Кандида почувствовала тот же восторг, то изумление и ту радость, что ей принесли минуты, проведенные с ним в том маленьком лесу. Но сейчас она инстинктивно чувствовала, хоть и не могла себе этого объяснить, что в поцелуе его была преданность, которой раньше не было. Его губы – сначала нежные, затем требовательные и в конце концов страстные – пробудили в ней пламя.
Но было также и нечто, казавшееся неразрывно связанным с ее молитвами, ее верой в Бога и великолепием солнца.
Поддаваясь порыву, она обвила руками его шею и притянула его ближе к себе. Он никогда не узнает, подумала она, как тоскливо и одиноко ей было без него. Казалось, будто какая-то ее часть осталась там, в Манвилл-парке, когда она убежала оттуда.
Теперь, целуясь, они были мужчина и женщина, но такие близкие друг другу, что представляли собой будто единое целое: и она подумала, что теперь они никогда не расстанутся.

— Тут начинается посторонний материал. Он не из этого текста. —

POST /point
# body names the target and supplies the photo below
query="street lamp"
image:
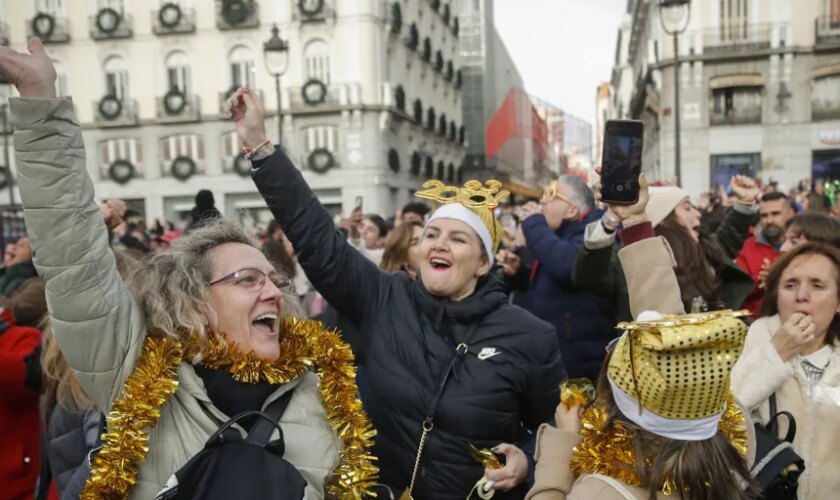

– О, Кандида, – прошептал лорд Манвилл, глядя на нее, – я нашел тебя – нашел после того, как начал было думать, что уже потерял навсегда. Ты никогда не покинешь меня, никогда больше не убежишь от меня, потому что я знаю, что лишь ты значишь для меня что-то в этой жизни… и я не могу жить без тебя.
– Я… т-тоже… л-люблю тебя, – прошептала она, захлебываясь собственным счастьем; щеки ее зарделись, а глаза лучезарно сияли, и она была совсем не похожа на себя прежнюю. – Я люблю… т-тебя, я люблю тебя… а остальное н-не важно… правда?
– Совершенно верно, моя дорогая, – ответил он. – Мы вместе – ты и я – а остальное не важно.